Le pigeonneau qui n’a pas été suffisamment entraîné, aura du mal à se classer à l’âge d’un an contre les pigeons ayant acquis beaucoup d’expérience déjà comme pigeonneau.
Débutant:
Qu’entends-tu par les « acquis de l’expérience? »
Victor:
Nous voilà revenus à la vie des instincts. Si le colombophile constate que ses veufs ne « mordent » plus, comme on dit, c’est parce que, par les acquis de l’expérience, le pigeon est démotivé. En effet, que se passe-t-il?

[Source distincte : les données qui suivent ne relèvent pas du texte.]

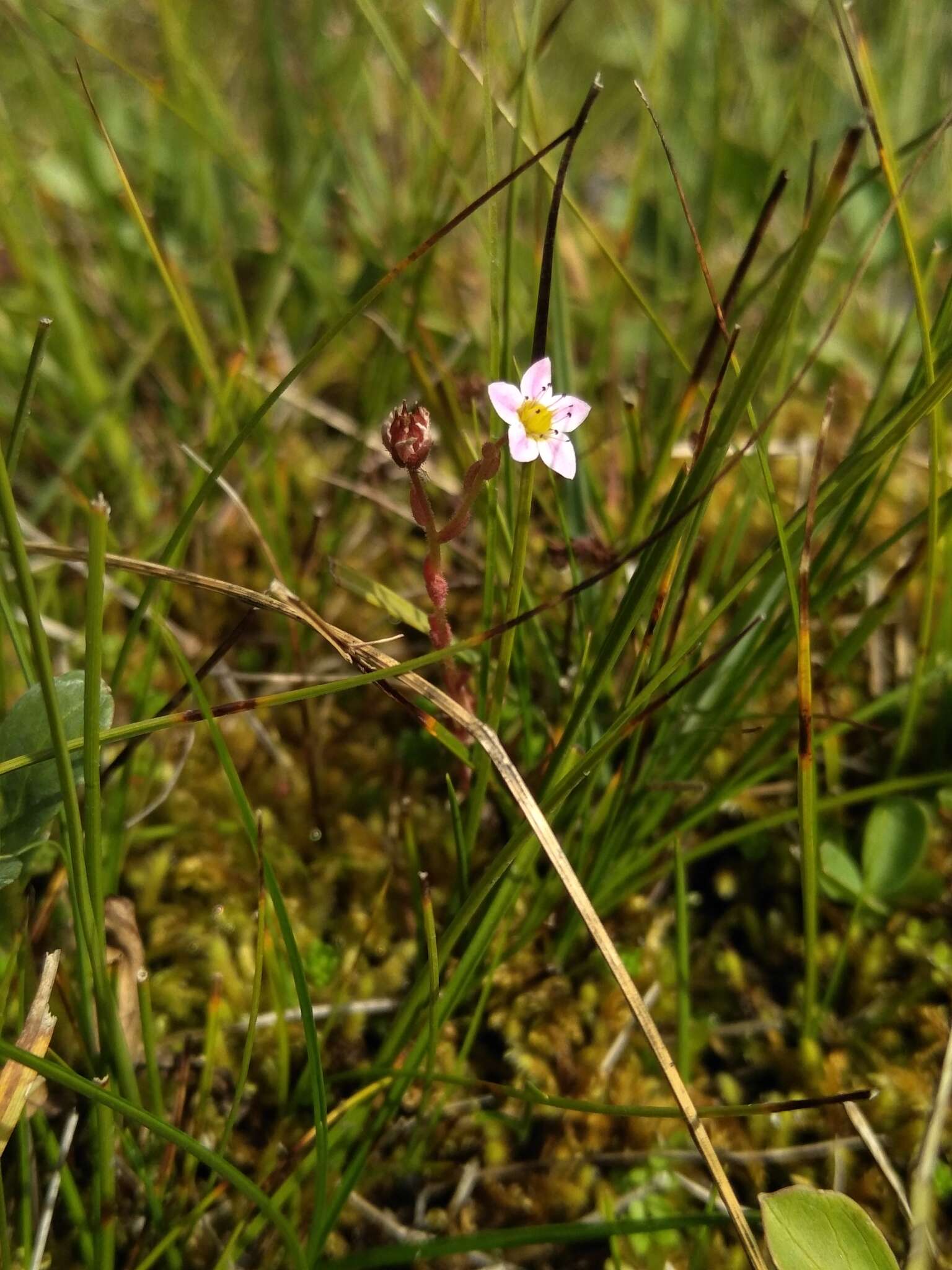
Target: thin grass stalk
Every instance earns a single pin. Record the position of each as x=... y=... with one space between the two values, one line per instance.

Avant l’enlogement on montre ou on ne montre pas la femelle au veuf. Dans les deux cas le veuf sait, par expérience, que sa femelle l’attend à son arrivée. Très bien! Mais que se passe-t-il alors? Après un certain temps, après son retour, on lui retire sa femelle. Après quelques concours le veuf doit se rendre compte qu’il est « floué ». Les acquis de l’expérience le lui apprend, et la motivation diminue. Et le colombophile de dire alors naïvement « que ses veufs ne mordent plus ».
Débutant:
Si j’étais à leur place je ferais de même! Tout « zwanze » à part, y-a-t-il une solution à ce problème?Le veuvage n’est-il pas le « nec plus ultra ».
Victor:
Je ne le crois pas. Il y a un instinct qui est plus profond que l’instinct sexuel qui motive le veuf. Il y a l’instinct de défense de son territoire.
Débutant:
Où vas-tu chercher cela?
Victor:
D’abord parce que la défense du territoire est la condition de la survie de l’animal. Car il doit y trouver et défendre sa nourriture. Et ensuite parce que l’expérience nous le montre.
Débutant:
Le pigeon te l’a-t-il dit?
Victor:
Non, mais il nous l’a montré par son comportement. Je crois qu’un système de jeu basé sur cet instinct serait supérieur au système du veuvage. Et en premier lieu parce que on n’aurait pas ce qu’on constate au veuvage, c.-à-d. que le veuf, après un certain temps, perd sa motivation, comme je te l’ai expliqué.
Débutant:
Tu parles de ton expérience, explique-moi cela.
Victor:
Tu te souviens qu’il y a un certain temps déjà je t’avais parlé du système appliqué par Emile Dupont d’Herseaux, qui a remporté des succès incroyables en jouant ses mâles motivés par la défense de leur territoire.
Débutant:
Expliques-moi cela encore une fois. Mais ce système est-il appliquable par le « petit » colombophile? Car cela me concerne puisque je ne dispose que d’une poignée de veufs.
Victor:
Précisément, ce système est d’un grand avantage pour le « petit » colombophile. Prenons un exemple en supposant que tu disposes d’une douzaine de veufs. Il faut deux colombiers. Un colombier avec six casiers et un colombier avec six perchoirs. Avant la saison tu laisses couver ou élever un jeune par six de tes veufs dans le premier colombier. Ensuite tu accouples avec les mêmes femelles, les six autres mâles, tandis que tu relègues les premiers dans le colombier avec les perchoirs. ll y a donc un casier, un même territoire pour deux mâles. Aucun problème pour la volée journalière (d’ailleurs une volée par jour suffit). Quand c’est le tour aux six mâles du colombier à perchoirs, tu mets les mâles, qui ont séjourné dans leur casier, dans le colombier à perchoirs.
Débutant:
Cela me paraît faisable dans mes deux colombiers juxtaposées. Mais alors?
Victor:
Avant l’enlogement, tu lâches les 12 mâles ensemble. Inutile de montrer les femelles, l’instinct du territoire est plus fondamental comme je te l’ai dit. Après quelques secondes tu prends les mâles, six ou tous les douze pour les enloger. Et je te garantis des surprises!
Débutant:
Et tout cela parce que tu crois que l’instinct du territoire est plus fort que l’instinct sexuel… et qu’on ne « floue » pas les veufs comme dans le système classique du veuvage.
Victor:
En effet, et la prochaine fois je te donnerai d’autres détails sur les instincts… et les motivations possibles.
Noël De Scheemaecker
Notices:
- Les colombophiles qui observent bien leurs pigeons et qui peuvent en tirer des leçons sont souvent ce qu’on appelle des « fins » colombophiles, car les pigeons peuvent nous apprendre beaucoup de choses.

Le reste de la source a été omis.